Ferrari driver, 72, found guilty of punching man in road incident

Shi Ka Yee, 72, arriving at the State Courts on Thursday (17 August). (PHOTO: Gabriel Choo / Yahoo News Singapore)
Shi Ka Yee, 72, arriving at the State Courts on Thursday (17 August). (PHOTO: Gabriel Choo / Yahoo News Singapore)

A 72-year-old woman, who first made the news due to a dispute over a tree outside her house, has been found guilty of punching a younger man in a separate incident.

Singaporean Shi Ka Yee, an architect, was convicted on Thursday (17 August) of voluntarily causing hurt to Raphael Chong Yen Ping, 39, on 25 February 2014 along Telok Ayer Street.

During the trial in June this year, Chong told the court that he had been waiting for a parking space along Telok Ayer Street when Shi pulled up beside him in a red Ferrari and started honking at him. Shi asked Chong to move his car but Chong told her that there was enough space for her car to pass.

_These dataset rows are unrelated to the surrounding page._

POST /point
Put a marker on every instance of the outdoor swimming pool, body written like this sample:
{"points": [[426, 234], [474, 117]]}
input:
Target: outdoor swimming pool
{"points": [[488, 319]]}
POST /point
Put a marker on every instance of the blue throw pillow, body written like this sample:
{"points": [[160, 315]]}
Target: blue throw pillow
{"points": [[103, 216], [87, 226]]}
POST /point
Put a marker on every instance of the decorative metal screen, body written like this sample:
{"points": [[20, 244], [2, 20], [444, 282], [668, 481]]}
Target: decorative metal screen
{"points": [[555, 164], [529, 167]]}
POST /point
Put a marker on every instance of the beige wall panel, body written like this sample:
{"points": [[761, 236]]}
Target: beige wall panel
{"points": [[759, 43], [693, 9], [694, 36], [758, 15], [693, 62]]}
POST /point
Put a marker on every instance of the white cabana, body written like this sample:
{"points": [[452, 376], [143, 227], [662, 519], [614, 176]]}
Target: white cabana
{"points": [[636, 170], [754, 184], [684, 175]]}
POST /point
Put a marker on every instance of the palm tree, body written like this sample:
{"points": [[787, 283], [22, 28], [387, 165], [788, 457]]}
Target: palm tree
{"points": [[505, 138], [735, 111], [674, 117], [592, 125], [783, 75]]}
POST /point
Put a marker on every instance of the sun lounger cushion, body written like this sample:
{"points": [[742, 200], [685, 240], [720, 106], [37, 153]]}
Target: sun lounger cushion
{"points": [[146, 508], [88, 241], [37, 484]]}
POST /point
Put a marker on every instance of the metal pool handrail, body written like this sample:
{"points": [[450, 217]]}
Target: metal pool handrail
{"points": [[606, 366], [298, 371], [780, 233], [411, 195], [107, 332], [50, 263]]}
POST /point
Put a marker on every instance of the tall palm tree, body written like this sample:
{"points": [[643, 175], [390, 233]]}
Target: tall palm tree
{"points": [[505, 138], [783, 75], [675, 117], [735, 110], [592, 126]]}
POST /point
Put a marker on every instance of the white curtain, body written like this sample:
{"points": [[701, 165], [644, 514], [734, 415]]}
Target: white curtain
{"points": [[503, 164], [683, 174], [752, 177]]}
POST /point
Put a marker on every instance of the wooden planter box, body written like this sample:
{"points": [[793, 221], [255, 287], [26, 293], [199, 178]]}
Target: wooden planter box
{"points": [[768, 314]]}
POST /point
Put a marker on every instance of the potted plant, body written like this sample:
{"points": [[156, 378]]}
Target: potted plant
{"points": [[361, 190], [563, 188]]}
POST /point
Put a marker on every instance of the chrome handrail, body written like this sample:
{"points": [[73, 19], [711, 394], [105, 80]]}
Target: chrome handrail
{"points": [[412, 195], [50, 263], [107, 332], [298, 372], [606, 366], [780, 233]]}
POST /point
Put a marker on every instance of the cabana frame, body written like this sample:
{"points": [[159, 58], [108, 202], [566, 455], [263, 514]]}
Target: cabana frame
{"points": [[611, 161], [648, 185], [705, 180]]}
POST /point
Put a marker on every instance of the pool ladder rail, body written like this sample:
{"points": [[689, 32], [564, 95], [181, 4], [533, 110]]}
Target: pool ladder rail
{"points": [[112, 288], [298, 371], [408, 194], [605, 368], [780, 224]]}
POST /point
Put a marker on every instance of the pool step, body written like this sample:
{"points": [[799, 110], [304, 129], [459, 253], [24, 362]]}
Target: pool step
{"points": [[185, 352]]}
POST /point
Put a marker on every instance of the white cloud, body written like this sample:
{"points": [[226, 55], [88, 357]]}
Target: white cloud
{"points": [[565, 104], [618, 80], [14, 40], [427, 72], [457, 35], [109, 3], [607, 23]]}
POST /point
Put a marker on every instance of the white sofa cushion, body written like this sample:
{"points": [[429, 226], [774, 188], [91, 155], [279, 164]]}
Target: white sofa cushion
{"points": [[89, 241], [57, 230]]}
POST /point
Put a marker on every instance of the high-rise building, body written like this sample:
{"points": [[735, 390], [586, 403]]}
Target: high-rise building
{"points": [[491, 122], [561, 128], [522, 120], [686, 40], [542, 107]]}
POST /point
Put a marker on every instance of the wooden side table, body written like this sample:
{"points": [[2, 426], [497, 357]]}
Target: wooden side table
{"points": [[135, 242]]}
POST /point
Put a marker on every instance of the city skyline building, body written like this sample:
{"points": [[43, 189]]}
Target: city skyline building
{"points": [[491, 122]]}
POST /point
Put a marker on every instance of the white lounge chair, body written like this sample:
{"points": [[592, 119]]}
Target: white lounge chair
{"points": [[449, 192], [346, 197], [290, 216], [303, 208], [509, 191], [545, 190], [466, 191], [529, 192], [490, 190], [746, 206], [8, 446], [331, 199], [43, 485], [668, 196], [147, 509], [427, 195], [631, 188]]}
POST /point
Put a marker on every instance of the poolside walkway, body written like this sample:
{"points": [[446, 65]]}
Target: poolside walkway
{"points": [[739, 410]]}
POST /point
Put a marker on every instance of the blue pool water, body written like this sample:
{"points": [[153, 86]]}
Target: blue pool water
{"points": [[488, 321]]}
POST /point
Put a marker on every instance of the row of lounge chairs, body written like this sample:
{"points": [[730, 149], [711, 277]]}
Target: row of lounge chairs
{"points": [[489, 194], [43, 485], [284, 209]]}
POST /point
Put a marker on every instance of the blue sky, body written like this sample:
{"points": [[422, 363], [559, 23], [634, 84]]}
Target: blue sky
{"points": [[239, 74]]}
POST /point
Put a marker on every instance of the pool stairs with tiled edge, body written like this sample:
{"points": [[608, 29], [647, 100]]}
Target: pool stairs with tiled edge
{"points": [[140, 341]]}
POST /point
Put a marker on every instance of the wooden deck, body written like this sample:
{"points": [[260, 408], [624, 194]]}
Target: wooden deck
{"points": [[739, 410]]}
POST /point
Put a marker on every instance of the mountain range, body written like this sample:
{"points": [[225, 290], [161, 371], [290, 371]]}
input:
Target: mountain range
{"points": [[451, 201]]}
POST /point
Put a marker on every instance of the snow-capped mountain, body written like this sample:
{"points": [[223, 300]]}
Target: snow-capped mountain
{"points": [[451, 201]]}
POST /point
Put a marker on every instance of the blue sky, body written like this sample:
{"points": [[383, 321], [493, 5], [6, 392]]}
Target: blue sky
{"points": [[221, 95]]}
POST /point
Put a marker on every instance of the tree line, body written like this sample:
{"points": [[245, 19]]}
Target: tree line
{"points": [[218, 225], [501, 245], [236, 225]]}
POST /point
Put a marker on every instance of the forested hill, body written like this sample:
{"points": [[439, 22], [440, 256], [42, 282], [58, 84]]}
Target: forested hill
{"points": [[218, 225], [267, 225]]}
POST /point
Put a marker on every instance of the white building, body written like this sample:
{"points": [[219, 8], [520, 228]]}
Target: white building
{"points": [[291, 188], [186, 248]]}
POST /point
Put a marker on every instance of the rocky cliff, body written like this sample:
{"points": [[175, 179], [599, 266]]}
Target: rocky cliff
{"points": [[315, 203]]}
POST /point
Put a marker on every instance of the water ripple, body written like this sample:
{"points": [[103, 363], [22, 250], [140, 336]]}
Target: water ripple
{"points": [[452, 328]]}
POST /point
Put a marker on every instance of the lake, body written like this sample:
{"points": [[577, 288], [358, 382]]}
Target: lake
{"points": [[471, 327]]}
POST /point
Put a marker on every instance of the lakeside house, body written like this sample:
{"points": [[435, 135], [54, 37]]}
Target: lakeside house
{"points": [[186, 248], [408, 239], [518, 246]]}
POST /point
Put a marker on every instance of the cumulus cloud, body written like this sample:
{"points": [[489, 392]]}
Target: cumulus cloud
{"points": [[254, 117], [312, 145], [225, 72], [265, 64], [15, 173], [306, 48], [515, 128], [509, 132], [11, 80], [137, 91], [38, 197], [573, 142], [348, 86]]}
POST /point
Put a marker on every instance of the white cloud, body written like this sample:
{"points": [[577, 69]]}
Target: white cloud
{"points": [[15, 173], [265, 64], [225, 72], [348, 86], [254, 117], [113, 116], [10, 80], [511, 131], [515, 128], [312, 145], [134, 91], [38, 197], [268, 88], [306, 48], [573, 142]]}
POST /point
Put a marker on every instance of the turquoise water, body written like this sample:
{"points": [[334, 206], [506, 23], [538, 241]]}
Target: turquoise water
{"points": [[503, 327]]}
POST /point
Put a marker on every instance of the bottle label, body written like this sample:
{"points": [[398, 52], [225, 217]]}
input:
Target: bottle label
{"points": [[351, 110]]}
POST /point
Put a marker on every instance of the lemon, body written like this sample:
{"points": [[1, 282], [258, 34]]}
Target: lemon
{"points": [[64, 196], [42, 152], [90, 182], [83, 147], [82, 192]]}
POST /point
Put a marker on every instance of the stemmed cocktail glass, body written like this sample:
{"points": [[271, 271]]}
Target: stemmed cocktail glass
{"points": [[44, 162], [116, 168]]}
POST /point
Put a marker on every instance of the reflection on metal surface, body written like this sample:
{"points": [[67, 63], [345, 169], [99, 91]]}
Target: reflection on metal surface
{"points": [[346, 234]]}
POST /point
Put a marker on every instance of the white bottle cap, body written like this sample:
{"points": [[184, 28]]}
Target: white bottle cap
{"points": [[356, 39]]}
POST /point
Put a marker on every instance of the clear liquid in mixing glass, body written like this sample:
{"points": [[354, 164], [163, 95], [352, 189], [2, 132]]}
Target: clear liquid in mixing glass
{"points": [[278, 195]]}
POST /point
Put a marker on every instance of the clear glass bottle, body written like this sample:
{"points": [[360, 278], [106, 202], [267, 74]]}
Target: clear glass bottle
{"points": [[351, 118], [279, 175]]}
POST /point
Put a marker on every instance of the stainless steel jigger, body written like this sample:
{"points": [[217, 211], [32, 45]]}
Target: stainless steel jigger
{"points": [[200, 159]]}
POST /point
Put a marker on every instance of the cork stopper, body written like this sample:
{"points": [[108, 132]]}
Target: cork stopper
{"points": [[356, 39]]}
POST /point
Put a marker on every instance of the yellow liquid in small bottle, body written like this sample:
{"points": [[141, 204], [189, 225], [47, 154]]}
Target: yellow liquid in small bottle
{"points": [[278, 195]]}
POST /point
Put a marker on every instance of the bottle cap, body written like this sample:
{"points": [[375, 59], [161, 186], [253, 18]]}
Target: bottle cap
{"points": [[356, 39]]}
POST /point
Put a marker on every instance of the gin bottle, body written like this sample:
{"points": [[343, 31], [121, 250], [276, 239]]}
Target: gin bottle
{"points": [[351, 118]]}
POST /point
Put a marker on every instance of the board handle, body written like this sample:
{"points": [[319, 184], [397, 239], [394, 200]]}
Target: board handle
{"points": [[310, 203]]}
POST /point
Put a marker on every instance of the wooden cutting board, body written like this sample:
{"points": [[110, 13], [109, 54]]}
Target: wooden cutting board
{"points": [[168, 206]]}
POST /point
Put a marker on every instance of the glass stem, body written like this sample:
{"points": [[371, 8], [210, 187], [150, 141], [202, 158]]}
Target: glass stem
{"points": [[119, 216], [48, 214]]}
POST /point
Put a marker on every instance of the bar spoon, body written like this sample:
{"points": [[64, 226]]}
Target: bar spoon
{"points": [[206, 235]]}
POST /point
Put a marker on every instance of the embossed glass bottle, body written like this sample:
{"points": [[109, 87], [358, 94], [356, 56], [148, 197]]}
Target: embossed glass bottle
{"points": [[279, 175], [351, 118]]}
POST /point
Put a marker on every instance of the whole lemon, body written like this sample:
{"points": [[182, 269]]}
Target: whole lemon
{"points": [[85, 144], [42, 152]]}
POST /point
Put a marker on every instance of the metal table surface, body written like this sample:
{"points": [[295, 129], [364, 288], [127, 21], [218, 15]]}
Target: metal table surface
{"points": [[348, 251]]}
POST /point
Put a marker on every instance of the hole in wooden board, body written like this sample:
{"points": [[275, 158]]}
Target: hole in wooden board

Shi later exited her car and snapped photos of both their vehicles. Chong, who was in his car, had told Shi, “Don’t blame me if you are a lousy driver.” She responded by punching Chong’s face, which resulted in a cut above his right eyebrow.

Shi’s lawyer Irving Choh argued that his client had only slapped Chong after he insulted her. District Judge Chay Yuen Fatt noted, however, that Shi had admitted to punching Chong in her statement to the police.

Six separate charges

Shi also faces six separate charges for offences committed in 2015 and 2016. These have not been dealt with by the court.

The 2015 offences relate to a dispute over a rain tree that grew from Shi’s home in Astrid Hill.

On 17 February 2015, Shi allegedly trespassed into her neighbour Nasrat Lucas Muzayyin’s bungalow and removed an ignition key from a crane, immobilising it and trapping a worker in the crane’s bucket for more than an hour.

Muzayyin had hired the worker to prune the rain tree, which had branches towering over his premises. She was charged with one count of criminal trespass and one count of wrongful confinement for her alleged actions.

She is also accused of hurling expletives at Muzayyin and allegedly telling him, “You cut my tree, my tree is living thing, I hope your kids die.”

Shi also faces one charge of committing a rash act that endangered Muzayyin’s life by moving her sports car towards him while he stood in front of her car asking for the crane’s keys to be returned.

Last July, a High Court judge made Shi pay Muzayyin $9,800 in damages and ordered her to have the rain tree pruned.

In a separate incident on 29 June 2016, Shi allegedly stopped her Ferrari in the middle of a road in front of a tour bus in Orchard Road and blocked off three out of five lanes, causing a traffic jam. She faces a charge of obstructing traffic for the incident.

Shi also faces one charge of harassing another driver – Wu Xiaokui – who had honked at her, by saying, “You should return to China if you want to sound your vehicle honk.”

No sentencing date has been set for Shi yet. For voluntarily causing hurt, she could be jailed up to two years, fined up to $5,000, or both.